捆綁程式 (Bundled Program) – 用於 ExecuTorch 模型驗證的工具¶
簡介¶
BundledProgram 是核心 ExecuTorch 程式的封裝器,旨在協助使用者將測試案例與他們部署的模型進行封裝。BundledProgram 不一定是程式的核心部分,也不是其執行所必需的,但對於各種其他使用案例特別重要,例如模型正確性評估,包括模型啟動過程中的端對端測試。
總體而言,這個程序可以分成兩個階段,而我們在每個階段都提供支援:
Emit 階段:將測試 I/O 案例與 ExecuTorch 程式捆綁在一起,並序列化為 flatbuffer。
Runtime 階段:在運行時訪問、執行和驗證捆綁的測試案例。
Emit 階段¶
此階段主要著重於建立 BundledProgram 並將其作為 flatbuffer 檔案轉儲到磁碟。主要程序如下:
建立模型並發出其 ExecuTorch 程式。
建構
List[MethodTestSuite]以記錄所有需要捆綁的測試案例。使用發出的模型和
List[MethodTestSuite]產生BundledProgram。序列化
BundledProgram並將其轉儲到磁碟。
步驟 1:建立模型並發出其 ExecuTorch 程式。¶
可以使用 ExecuTorch API 從使用者的模型發出 ExecuTorch 程式。請遵循產生範例 ExecuTorch 程式 或 匯出到 ExecuTorch 教學。
步驟 2:建構 List[MethodTestSuite] 以保存測試資訊¶
在 BundledProgram 中,我們建立了兩個新的類別,MethodTestCase 和 MethodTestSuite,以保存 ExecuTorch 程式驗證的必要資訊。
MethodTestCase 代表單個測試案例。每個 MethodTestCase 包含單次執行所需的輸入和預期輸出。
MethodTestCase
- executorch.devtools.bundled_program.config.MethodTestCase.__init__(self, inputs, expected_outputs=None)
用於驗證特定方法的單個測試案例
- 參數
inputs –
具有特定推論方法的 eager_model 單次執行所需的所有輸入。
值得一提的是,雖然捆綁程式和 ET 運行時 API 都支援設定除 torch.tensor 類型以外的輸入,但只有 torch.tensor 類型的輸入才會在方法中實際更新,而其餘輸入只會執行健全性檢查,以查看它們是否符合方法中的預設值。
expected_outputs – 給定輸入的預期輸出,用於驗證。
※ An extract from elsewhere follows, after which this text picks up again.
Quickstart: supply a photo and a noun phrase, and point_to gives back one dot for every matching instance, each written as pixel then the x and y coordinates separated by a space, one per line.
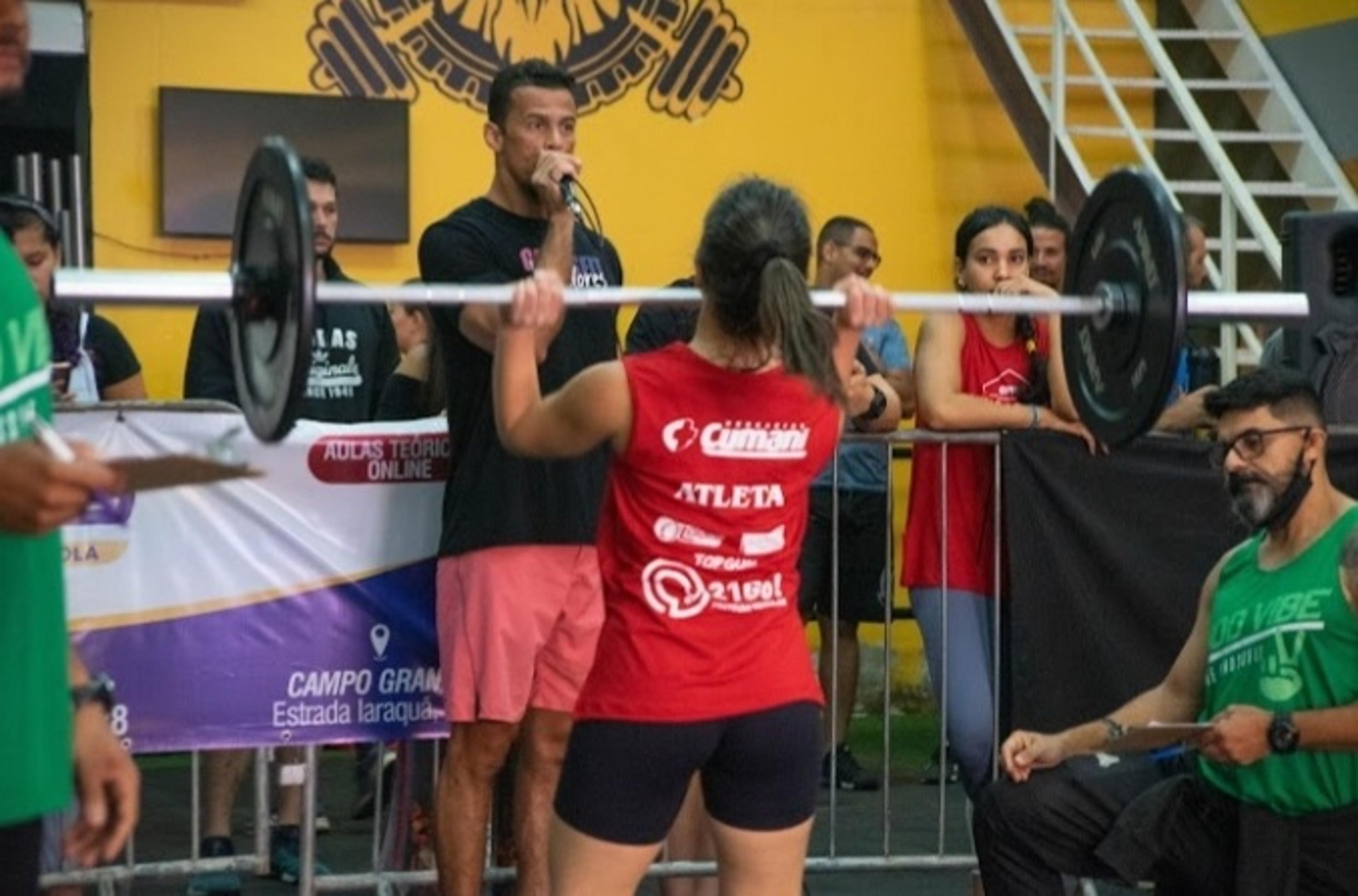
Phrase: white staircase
pixel 1200 97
如果使用者只想使用測試案例進行效能分析,則可以為 None。
- 返回
self
MethodTestSuite 包含單個方法的所有測試資訊,包括表示方法名稱的字串,以及所有測試案例的 List[MethodTestCase]
MethodTestSuite
- executorch.devtools.bundled_program.config.MethodTestSuite(method_name, test_cases)[source]
與驗證方法相關的所有測試資訊
- executorch.devtools.bundled_program.config.method_name
要驗證的方法的名稱。
- executorch.devtools.bundled_program.config.test_cases
用於驗證該方法的所有測試案例。
由於每個模型可能有多個推論方法,因此我們需要產生 List[MethodTestSuite] 以保存所有必要的資訊。
步驟 3:產生 BundledProgram¶
我們在 executorch/devtools/bundled_program/core.py 下提供了 BundledProgram 類別,用於捆綁類似 ExecutorchProgram 的變數,包括 ExecutorchProgram、MultiMethodExecutorchProgram 或 ExecutorchProgramManager,以及 List[MethodTestSuite]。
BundledProgram
- executorch.devtools.bundled_program.core.BundledProgram.__init__(self, executorch_program, method_test_suites, pte_file_path=None)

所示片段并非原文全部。